A Randomised Study Evaluating Diagnostics of Pleural Effusion Among Patients Suspect of Cancer.
Pleural Effusion, Malignant, Pleural Effusion, Pleura; Exudate
About this trial
This is an interventional diagnostic trial for Pleural Effusion, Malignant focused on measuring Pleural effusion, Malignant Pleural effusion, Pleura diagnostics, US-guided pleural biopsy, Local anesthetic thoracoscopy
Eligibility Criteria
Inclusion Criteria:
- Age 18 years or older patients with single previous thoracentesis of a unilateral pleural exudate according to Lights criteria without malignant cells.
- Lights Criteria:
Pleural fluid protein/serum protein ratio greater than 0.5 pleural fluid LDH/serum LDH ratio greater than 0.6 Pleural fluid LDH greater than two-thirds the upper limits of the Laboratorys normal Serum LDH
- Contrast enhanced CT of the Chest and abdomen performed
- Clinical suspicion of cancer such as, but not limited to, weight loss, malaise, anemia
- Pet-CT results or former cancer diagnosis Informed consent
Exclusion Criteria:
- bilateral pleural effusions
- known cause of pleural effusion
- likely non-malignant course of a unilateral pleura effusion such as (but not restricted to) pneumonia, trauma, pleuritis, heart failure
- any contraindication to the study procedures
Sites / Locations
- Næstved Hospital
- University Hospital Zealand, Roskilde
Arms of the Study
Arm 1
Arm 2
Active Comparator
Experimental
US-guided pleural biopsy and thoracentesis
LAT and thoracentesis
Pleural biopsy: Using ultrasound the optimal point of entry for thoracentesis is located, and local anesthesia is obtained. The area is wiped with disinfectant and a skin incision is made with a pointed scalpel. Six US-guided biopsies of 1x2 millimetres are taken from the parietal pleura using closed needle biopsies (Quick-core Biopsy Needle 18G, COOK Medical, Bloomington, Indiana, USA or Bard Max Core Biopsy Needle 18G, Tempe, Arizona, USA). Afterward, a thoracentesis is performed in the same incision as used by the pleural biopsy. A pigtail catheter is inserted and fastened and connected to a sealed bag and fluid is aspirated and sent to relevant analysis.

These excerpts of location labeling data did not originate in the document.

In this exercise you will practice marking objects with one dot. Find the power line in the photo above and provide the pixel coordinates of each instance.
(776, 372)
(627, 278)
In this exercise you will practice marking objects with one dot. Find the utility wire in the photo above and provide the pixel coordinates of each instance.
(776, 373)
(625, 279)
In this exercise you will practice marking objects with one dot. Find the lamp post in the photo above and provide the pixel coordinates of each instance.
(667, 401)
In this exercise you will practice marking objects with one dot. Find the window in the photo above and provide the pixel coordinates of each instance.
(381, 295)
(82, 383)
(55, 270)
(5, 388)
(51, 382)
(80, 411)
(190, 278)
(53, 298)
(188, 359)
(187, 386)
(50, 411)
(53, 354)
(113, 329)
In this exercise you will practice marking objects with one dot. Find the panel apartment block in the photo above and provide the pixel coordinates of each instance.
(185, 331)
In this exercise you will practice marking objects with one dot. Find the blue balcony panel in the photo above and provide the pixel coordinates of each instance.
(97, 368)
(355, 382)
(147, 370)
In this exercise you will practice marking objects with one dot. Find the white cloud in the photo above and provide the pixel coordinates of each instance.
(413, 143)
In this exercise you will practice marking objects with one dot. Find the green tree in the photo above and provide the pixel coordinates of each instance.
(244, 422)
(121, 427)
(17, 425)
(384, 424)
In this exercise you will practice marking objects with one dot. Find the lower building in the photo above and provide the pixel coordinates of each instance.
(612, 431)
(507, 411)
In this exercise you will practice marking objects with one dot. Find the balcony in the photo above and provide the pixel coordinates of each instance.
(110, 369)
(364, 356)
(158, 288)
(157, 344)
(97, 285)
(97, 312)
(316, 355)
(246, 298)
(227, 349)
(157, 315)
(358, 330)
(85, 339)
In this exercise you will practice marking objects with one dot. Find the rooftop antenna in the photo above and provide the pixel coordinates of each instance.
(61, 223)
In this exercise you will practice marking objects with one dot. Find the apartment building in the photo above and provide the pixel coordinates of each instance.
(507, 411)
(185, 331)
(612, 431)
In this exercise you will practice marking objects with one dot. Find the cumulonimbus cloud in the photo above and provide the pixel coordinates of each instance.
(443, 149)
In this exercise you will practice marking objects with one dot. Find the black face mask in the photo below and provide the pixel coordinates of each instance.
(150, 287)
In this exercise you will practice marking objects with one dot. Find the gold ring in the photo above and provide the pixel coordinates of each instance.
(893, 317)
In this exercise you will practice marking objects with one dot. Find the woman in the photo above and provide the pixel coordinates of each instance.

Local anesthetic thoracoscopy: Pre-procedure a pleural pigtail catheter is inserted and pleural fluid is removed. The catheters one-way valve is opened and the patient takes several breaths thereby creating a pneumothorax prior to procedure start. The patient is sedated with midazolam and morphine. Midaxillary access through intercostal space 4-7 is achieved in local anesthesia and via a skin incision a trocar is placed for access to the thoracic space. A semi-rigid thoracoscope (model LTF 160; Olympus, Tokyo, Japan) is inserted via the trocar and the pleural cavity is inspected after removal of residual effusion whereof at least 40ml is sent to cytology. Pleural parietal biopsies are taken under direct visual guidance. The recommended number of biopsies is 10-15. If no abnormalities were seen, random biopsies are taken. After relevant biopsies are taken the instruments are removed the pigtail catheter stays inserted to allow for removal of air and expansion of the lung.